Il più grosso problema dei politici è che, una volta eletti, non rispondono più ai cittadini ma al Parlamento. Invece, l’elezione diretta, rappresenta un elemento di garanzia. Un po’ come succede con i sindaci sui territori. L’elezione diretta è un modo per ristabilire un contatto diretto tra governanti e governati.
I punti critici?
Non ci sembra una buona soluzione il subentro del “secondo premier”. È stata fortunatamente rimossa la soglia al 55%, mentre noi riteniamo indispensabile il ballottaggio per l’elezione del primo ministro. È una questione di democraticità.

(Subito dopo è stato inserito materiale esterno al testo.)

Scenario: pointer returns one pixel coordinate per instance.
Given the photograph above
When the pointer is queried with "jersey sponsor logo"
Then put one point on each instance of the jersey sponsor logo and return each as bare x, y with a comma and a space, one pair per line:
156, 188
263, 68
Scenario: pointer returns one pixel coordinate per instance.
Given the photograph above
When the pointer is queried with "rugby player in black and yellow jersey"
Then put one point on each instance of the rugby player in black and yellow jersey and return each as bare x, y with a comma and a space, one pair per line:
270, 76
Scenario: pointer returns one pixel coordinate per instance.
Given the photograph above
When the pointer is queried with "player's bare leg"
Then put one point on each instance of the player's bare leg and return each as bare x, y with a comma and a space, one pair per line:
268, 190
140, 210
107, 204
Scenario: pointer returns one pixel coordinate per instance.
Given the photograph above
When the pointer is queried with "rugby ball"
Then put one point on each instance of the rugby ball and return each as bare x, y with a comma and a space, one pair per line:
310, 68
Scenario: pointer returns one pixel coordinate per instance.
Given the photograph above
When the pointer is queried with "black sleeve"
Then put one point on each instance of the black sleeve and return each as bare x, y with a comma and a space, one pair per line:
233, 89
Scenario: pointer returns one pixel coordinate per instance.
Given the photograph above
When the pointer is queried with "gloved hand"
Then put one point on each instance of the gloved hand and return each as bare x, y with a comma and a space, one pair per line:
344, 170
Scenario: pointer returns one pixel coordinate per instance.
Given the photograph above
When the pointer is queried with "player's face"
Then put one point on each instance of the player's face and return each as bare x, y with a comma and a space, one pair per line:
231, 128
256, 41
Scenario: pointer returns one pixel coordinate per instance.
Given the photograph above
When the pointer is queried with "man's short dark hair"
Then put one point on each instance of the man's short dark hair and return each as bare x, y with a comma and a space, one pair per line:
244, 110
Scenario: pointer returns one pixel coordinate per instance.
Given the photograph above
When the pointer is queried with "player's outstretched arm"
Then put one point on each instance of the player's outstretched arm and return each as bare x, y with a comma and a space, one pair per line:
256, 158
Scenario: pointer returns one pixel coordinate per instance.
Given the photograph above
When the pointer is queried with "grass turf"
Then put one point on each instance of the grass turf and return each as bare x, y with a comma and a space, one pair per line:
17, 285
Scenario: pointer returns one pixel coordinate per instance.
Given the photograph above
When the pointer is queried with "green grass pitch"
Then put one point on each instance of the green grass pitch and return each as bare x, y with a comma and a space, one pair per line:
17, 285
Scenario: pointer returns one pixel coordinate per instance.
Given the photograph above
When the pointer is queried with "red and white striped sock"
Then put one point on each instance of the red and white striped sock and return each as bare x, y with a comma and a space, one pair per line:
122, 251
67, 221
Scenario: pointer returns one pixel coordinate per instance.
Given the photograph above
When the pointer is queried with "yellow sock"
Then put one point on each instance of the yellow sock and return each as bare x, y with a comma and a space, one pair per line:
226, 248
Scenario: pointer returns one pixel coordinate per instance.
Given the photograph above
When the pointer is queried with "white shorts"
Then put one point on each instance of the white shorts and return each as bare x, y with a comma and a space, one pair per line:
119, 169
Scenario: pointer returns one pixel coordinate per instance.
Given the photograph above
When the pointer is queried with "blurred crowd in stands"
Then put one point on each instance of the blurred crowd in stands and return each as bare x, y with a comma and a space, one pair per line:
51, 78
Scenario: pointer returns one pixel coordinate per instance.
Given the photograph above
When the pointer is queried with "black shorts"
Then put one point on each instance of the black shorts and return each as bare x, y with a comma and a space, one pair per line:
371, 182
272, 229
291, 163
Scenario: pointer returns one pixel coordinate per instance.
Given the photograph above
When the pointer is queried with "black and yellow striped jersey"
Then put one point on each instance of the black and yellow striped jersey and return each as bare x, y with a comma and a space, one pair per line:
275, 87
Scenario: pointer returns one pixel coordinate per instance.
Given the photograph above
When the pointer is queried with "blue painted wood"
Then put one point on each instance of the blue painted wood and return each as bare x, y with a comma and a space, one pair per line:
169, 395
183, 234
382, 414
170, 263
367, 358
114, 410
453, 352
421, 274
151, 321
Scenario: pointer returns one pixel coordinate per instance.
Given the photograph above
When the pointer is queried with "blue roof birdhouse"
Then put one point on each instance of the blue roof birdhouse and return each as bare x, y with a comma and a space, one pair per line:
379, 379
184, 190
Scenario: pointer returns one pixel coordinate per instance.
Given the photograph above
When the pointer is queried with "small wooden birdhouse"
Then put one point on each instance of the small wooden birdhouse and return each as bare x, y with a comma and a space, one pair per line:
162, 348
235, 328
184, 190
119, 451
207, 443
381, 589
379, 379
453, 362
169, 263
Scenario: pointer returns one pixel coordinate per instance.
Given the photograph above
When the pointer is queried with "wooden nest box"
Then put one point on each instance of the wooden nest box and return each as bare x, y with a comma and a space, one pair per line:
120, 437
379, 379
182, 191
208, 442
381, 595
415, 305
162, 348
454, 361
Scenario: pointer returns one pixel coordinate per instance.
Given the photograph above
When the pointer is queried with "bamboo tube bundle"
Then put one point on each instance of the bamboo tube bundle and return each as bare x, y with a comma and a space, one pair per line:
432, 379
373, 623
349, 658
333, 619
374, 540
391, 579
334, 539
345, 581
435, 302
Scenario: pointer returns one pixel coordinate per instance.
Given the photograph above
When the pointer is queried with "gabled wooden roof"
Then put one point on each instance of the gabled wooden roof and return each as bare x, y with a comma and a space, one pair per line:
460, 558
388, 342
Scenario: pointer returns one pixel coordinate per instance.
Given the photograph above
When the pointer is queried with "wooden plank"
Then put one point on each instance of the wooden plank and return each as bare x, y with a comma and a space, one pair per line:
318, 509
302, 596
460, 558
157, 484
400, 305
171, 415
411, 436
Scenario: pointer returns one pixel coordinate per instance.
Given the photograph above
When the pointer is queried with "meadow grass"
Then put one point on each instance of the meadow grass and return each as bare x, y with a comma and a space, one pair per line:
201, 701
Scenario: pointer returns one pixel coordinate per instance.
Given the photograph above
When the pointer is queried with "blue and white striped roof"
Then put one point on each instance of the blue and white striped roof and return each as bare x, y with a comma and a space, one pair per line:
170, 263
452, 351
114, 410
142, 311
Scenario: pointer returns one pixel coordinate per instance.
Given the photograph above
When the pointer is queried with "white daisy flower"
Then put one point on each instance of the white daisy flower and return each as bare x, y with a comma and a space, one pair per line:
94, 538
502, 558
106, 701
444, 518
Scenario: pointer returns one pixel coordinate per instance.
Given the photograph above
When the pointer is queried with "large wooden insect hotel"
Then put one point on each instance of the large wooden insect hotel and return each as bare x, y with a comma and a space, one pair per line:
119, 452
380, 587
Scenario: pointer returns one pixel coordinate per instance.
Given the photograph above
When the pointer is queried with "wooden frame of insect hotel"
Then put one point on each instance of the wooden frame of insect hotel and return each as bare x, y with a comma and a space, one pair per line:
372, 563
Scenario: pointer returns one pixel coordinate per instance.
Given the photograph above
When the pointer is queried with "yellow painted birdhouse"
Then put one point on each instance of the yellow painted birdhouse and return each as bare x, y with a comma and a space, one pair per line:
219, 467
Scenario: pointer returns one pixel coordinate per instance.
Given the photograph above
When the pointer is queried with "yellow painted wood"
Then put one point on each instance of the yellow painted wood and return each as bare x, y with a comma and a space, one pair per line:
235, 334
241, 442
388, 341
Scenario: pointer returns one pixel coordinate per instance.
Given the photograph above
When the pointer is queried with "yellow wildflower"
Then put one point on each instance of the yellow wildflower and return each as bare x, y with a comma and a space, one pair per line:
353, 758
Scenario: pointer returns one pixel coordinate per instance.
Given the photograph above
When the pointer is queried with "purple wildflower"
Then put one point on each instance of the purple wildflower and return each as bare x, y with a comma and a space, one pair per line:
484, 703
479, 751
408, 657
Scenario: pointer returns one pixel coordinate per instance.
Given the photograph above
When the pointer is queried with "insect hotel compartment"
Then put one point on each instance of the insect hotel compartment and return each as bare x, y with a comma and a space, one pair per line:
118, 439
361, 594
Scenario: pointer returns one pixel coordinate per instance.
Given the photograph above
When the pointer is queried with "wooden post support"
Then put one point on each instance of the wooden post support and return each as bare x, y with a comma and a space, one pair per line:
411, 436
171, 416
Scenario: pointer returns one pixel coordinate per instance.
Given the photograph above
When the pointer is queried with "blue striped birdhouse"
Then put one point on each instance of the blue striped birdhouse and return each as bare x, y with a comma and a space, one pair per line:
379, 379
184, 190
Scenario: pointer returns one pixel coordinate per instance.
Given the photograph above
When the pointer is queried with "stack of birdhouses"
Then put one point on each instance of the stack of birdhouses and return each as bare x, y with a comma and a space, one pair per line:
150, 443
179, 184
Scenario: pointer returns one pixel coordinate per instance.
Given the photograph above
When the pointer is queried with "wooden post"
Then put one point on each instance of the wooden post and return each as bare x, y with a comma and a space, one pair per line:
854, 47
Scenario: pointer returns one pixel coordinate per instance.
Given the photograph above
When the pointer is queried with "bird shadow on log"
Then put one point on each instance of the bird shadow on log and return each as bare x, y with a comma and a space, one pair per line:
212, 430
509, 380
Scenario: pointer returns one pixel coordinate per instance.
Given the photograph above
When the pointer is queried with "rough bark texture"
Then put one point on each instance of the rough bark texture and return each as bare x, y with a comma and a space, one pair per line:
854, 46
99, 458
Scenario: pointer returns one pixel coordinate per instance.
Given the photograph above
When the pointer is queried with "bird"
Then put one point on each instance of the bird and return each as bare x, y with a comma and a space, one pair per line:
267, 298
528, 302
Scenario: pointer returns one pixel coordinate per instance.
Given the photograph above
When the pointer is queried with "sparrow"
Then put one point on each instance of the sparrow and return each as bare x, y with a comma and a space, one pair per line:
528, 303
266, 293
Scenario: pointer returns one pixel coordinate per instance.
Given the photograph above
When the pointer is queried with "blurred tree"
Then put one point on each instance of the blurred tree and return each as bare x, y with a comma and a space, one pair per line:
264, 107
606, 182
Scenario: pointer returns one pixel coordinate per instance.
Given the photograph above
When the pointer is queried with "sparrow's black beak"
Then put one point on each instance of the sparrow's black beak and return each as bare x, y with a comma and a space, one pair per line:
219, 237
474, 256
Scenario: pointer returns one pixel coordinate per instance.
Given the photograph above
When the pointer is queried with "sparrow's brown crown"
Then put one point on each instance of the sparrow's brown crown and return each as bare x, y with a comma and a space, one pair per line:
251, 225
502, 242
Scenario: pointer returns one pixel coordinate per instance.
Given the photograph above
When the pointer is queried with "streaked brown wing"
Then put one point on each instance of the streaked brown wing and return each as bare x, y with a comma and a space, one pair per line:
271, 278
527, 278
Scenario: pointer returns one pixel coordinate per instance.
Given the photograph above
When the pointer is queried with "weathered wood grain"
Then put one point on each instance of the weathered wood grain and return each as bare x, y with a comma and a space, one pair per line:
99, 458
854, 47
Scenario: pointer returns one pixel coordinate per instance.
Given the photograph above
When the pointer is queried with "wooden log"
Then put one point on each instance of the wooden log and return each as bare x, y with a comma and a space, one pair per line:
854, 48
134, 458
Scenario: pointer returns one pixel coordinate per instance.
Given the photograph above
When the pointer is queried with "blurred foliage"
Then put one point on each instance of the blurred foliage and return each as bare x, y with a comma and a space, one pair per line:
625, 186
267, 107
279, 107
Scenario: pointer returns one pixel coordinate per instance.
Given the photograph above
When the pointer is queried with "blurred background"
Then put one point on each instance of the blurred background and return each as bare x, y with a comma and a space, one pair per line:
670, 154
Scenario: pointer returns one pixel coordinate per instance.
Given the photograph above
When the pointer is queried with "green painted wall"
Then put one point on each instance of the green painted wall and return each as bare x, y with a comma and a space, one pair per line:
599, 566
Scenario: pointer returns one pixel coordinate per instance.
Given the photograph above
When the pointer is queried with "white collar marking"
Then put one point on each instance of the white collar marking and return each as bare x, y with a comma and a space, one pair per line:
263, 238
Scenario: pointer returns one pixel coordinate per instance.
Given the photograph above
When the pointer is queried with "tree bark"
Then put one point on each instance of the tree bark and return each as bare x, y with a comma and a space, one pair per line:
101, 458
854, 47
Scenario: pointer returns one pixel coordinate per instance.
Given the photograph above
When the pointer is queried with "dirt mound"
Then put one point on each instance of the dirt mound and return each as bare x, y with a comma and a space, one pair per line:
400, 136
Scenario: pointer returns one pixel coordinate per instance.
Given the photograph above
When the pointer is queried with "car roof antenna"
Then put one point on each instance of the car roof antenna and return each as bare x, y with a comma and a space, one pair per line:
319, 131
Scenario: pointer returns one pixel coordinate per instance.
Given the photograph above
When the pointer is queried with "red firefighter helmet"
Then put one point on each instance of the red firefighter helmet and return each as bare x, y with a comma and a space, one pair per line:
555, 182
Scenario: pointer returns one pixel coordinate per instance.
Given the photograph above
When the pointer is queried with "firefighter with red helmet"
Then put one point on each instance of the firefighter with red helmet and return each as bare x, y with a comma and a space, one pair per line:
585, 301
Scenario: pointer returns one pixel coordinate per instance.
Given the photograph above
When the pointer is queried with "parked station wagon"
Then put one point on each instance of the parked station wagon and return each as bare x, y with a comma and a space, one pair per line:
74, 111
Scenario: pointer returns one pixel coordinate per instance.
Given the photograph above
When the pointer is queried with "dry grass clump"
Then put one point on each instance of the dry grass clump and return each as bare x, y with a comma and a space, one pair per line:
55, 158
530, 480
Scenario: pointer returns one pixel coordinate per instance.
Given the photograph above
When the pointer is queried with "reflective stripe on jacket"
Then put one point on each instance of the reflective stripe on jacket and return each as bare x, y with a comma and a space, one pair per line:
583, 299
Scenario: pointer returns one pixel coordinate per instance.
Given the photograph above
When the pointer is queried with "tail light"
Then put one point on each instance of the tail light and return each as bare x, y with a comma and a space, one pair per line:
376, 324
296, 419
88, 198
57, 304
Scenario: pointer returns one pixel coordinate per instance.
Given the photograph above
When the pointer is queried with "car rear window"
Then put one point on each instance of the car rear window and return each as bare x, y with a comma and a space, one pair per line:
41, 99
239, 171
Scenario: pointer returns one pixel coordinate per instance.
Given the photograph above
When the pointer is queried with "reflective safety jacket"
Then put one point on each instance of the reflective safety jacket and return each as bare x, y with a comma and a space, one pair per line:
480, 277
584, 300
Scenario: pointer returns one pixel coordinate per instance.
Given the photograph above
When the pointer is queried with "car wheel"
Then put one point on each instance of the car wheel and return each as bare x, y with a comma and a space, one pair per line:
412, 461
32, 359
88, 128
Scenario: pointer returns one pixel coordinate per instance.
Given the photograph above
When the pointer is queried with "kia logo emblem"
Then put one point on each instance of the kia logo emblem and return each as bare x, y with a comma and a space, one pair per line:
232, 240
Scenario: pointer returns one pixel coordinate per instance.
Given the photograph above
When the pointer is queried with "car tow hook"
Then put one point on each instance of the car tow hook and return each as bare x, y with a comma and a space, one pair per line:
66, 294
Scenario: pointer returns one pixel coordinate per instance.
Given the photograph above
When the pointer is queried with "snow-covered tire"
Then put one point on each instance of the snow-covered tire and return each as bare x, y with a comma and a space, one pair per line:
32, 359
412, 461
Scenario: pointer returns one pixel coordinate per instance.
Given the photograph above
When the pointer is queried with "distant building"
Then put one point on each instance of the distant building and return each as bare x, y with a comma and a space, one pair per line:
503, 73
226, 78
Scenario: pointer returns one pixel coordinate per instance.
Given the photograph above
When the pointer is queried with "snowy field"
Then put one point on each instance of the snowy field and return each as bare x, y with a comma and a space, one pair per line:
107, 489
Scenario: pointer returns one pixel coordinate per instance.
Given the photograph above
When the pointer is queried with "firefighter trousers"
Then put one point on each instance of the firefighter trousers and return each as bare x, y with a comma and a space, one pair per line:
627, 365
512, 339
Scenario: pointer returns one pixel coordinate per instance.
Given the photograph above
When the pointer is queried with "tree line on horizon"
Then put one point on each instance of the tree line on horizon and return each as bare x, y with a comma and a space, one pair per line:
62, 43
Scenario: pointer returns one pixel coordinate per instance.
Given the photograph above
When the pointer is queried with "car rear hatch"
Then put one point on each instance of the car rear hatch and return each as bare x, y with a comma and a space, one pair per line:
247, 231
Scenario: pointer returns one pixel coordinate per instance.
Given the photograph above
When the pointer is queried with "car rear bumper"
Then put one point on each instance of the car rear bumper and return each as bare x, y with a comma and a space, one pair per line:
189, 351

La paura che serpeggia tra le file dell’opposizione è legata al ridimensionamento dei poteri del presidente della Repubblica. Nonostante le rassicurazioni, c’è chi sostiene che con questa riforma alcune delle prerogative del Capo dello Stato saranno ridimensionate. Come la vede lei?
È evidente che, conferendo maggiori poteri al presidente del Consiglio, i poteri del Capo dello Stato siano rivisti. Ma questo non è necessariamente un male e soprattutto non è “l’attentato alla democrazia” come qualcuno vuol far credere. Qualcuno che peraltro, fino a poco fa, sosteneva la necessità di una revisione costituzionale.
Entriamo nel merito. La riforma stabilisce, tra le altre cose, che il premier possa avere potere di revoca dei ministri.
Non sarebbe una novità. Sono tanti infatti i sistemi nei quali, alla presenza di un premier anche non eletto direttamente, spetta a quest’ultimo il potere di sciogliere le camere e di designare la squadra dei ministri.
Tra le vostre proposte c’è quella di mantenere la soglia per l’elezione del Capo dello Stato sempre ai 2/3 del Parlamento. Perché?
Per noi è una questione di equilibrio e di rispetto. Questa proposta è volta a scongiurare la possibilità che una maggioranza parlamentare possa eleggersi il “suo” presidente e lottizzare le istituzioni. Non sarebbe accettabile.